While it's hard to put a dollar figure on how valuable Kanye's tweet is for the chain, there are useful comparisons.
When Taco Bell used a social-only strategy to drive up pre-orders for an unnamed product (which turned out to be the "Quesalupa"), Dave Rosner, executive vice president of strategic marketing at technology and influencer platform ZEFR, said the company was able to drive more than 71,000 pre-orders through online influencers and other social media posts. ZEFR helped with the social strategy on the campaign.
This isn't the first time West has voiced his passion for McDonalds. He wrote "The McDonald's Man" for musician Frank Ocean's zine "Boys Don't Cry," which was published on On Aug. 20. The ode to the fast food chain — more like a conspiracy theory about evil french fries — was accompanied by pictures of Kanye picking up some McDonald's grub via the drive-thru while in his Lamborghini.

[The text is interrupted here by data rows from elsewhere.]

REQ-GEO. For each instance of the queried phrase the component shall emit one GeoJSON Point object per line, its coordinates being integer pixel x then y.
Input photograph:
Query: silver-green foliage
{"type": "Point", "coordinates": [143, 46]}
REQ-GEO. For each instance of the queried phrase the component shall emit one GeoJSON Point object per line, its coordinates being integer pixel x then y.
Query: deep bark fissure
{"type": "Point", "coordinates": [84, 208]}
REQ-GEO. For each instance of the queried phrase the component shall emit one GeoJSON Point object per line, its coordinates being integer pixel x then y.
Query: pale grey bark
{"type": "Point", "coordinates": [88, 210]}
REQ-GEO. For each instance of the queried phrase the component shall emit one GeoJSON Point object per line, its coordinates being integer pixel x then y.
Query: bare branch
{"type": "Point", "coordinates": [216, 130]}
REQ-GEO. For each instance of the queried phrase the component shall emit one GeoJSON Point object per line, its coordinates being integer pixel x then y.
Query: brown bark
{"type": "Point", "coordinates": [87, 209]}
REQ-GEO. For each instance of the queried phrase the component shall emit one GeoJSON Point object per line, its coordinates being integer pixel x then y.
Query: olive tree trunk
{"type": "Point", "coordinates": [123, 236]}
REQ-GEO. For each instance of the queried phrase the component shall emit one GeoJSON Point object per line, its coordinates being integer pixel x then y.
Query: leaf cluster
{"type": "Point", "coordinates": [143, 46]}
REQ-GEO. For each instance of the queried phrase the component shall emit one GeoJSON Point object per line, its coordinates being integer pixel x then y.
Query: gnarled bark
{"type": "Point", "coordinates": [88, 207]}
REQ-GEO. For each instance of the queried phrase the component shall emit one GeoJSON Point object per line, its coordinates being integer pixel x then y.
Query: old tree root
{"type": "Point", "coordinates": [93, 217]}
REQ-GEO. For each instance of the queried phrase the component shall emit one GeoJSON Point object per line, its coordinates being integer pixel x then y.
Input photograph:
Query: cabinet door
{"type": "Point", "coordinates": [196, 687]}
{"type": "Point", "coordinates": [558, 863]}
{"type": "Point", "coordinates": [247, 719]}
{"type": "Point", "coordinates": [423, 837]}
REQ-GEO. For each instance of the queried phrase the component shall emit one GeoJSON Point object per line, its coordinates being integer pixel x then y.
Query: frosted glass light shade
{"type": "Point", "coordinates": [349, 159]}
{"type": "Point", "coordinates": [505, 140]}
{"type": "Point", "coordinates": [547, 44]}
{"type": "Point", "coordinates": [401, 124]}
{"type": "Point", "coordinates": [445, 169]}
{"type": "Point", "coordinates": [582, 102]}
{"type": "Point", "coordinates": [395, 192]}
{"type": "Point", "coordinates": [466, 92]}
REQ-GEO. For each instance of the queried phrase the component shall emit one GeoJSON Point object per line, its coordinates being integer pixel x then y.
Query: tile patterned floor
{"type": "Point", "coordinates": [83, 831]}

Before the poem, McDonald's was being mentioned about 343 times per minute on Twitter, per Spredfast. After the news about the poem came out, it went up to more than 2,000 tweets per minute.
"Kanye's tweet caused a huge increase in mentions related to McDonald's over the last hour," said Chris Kerns, vice president of research and analytics at Spredfast. "While taste-makers and influencers often share branded promotional content with little fanfare, the vague nature of the tweet, combined with his equally head scratching 'The McDonald's Man' poem earlier this month, have added to the fervor. It will be interesting to see how and if McDonald's responds." (McDonald's told CNBC that West is not a paid endorser for the company.)
Since West's poem, 62 percent of all digital engagement around McDonald's in entertainment content has been West-related, said Marketing technology company Amobee.
For comparison, 64 percent of all digital engagement around McDonald's on sports content was Olympics related. In layman's terms: Kanye West gave McDonald's a similar bump in the entertainment category as the Olympics gave the brand around sports, a much pricier sponsorship opportunity.
Even before that, West has named dropped McDonald's Fish-O-Fillet sandwiches in his song "N**** in Paris."
"It's all about the timing and the relevance…. For Kanye, because it's real and because it's connected with something bigger – the poem he did with Frank Ocean – it's having a huge impact," Rosner said.
"First, the right person with the right product can have a huge positive impact," Rosner added. "Second, when a brand finds people who believe in it, it can have a huge impact. It doesn't have to be Kanye."